Last edited: Oct 17, 2005
3. Oct 17, 2005

### HallsofIvy

Staff Emeritus
I have a small problem with that. If y= (x+1)2+ 2 then
y= x2+ 2x+ 1+ 2= x2+ 2x+ 3 which doesn't appear to be what you started with!

4. Oct 17, 2005

### discombobulated

sorry, that would be me unable to read my own scribbled notes! it's meant to be a 3.

5. Oct 17, 2005

### ivybond

Standard (and easier way) of completing the square toget a(x+b)2 + c is

1x2 +2x +4 = 1 (x2 +2 x + 1) + 3 =
(x + 1)2 + 3.

Graphing (especially by hand) would also give a good idea of the minimum.
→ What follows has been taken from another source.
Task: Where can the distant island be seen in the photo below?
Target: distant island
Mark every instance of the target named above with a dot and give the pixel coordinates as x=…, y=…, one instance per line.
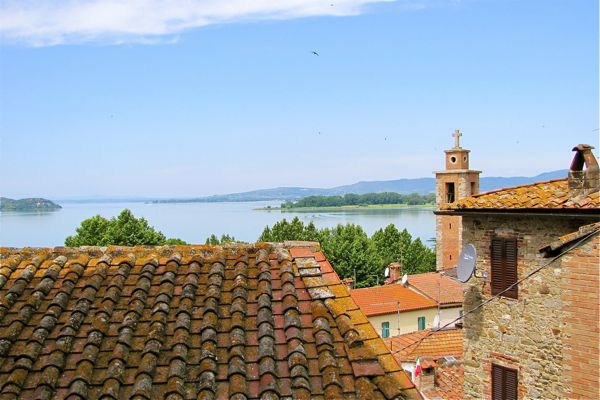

Looking into an algebra or precalculus textbook would work too.

Last edited: Oct 17, 2005
6. Oct 18, 2005

### VietDao29

Since you have:
A2 ≥ 0.
So (x + 1)2 ≥ 0.
Adding 3 to both sides gives:
(x + 1)2 + 3 ≥ 3.
So what's the smallest value y can have, what x makes y smallest?
Viet Dao,

7. Oct 18, 2005

### discombobulated

right, so..the minimum point is (-1,3)?

8. Oct 18, 2005

### HallsofIvy

Staff Emeritus
Yes, that's correct. If x=-1, y= 02+ 3= 3. If x is any number other than -1, x+ 1 is not 0 so (x+1)2 is positive and (x+1)2+ 3 is greater than 3.